Le parking de la banque de Saint-Malo était presque vide à cette heure. Camille coupa le moteur et resta un instant immobile, les mains crispées sur le volant. Les façades de granit de la vieille ville se découpaient au loin, indifférentes à son tumulte intérieur. Elle n’avait pas dormi. Chaque fois qu’elle fermait les yeux, elle revoyait le visage de Yann se fermer quand elle lui avait avoué son mensonge, puis la silhouette de son père se découpant dans la lumière du phare.
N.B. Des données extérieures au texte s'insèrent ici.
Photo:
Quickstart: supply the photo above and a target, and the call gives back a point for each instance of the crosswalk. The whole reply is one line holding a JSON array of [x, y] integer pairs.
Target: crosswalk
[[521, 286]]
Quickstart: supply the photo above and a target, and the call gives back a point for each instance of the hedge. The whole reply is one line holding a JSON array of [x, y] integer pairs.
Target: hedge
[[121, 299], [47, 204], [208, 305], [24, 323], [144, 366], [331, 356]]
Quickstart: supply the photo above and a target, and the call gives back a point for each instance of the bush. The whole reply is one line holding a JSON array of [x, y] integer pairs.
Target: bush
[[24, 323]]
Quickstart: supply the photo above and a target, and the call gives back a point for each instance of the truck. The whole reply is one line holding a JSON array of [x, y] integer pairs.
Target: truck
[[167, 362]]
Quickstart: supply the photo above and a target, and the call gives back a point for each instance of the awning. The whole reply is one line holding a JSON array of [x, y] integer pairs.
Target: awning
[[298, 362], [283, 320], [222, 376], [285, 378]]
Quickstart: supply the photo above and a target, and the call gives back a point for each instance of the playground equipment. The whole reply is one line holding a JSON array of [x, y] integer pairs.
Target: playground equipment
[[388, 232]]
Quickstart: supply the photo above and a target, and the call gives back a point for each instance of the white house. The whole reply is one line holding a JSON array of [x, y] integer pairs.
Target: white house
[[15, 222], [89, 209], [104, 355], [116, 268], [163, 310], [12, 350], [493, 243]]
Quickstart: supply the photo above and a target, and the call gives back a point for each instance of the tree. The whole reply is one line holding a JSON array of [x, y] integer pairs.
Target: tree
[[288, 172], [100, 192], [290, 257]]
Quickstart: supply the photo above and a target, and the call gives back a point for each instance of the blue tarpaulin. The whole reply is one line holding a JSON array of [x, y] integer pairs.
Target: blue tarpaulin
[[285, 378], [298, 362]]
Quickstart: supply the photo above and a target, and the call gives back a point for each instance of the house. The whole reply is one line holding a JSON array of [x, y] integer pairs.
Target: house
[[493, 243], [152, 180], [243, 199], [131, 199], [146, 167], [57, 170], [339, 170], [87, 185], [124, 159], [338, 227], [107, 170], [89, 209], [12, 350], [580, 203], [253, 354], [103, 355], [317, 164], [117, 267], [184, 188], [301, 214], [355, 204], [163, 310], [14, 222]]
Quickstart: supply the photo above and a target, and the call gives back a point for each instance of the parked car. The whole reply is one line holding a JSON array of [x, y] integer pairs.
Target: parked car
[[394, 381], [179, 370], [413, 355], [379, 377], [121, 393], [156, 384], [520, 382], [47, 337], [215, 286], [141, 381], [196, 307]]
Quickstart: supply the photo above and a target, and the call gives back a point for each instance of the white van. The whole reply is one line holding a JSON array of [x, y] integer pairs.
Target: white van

À l’intérieur, la banque sentait la cire et le papier vieilli. Une employée à la cinquantaine discrète l’accueillit après vérification de sa pièce d’identité et de la clé. Camille signa un registre, suivit la femme dans un sous-sol éclairé au néon, jusqu’à une rangée de casiers métalliques.
— Le 214, c’est ici, annonça l’employée en désignant un compartiment aux reflets ternis. Prenez votre temps.
La porte s’ouvrit avec un grincement. À l’intérieur, deux objets seulement : une enveloppe kraft cartonnée et une clé USB bleue, posée dessus. Camille les prit, surprise par leur légèreté. Elle s’assit sur la chaise métallique mise à disposition, déplia l’enveloppe.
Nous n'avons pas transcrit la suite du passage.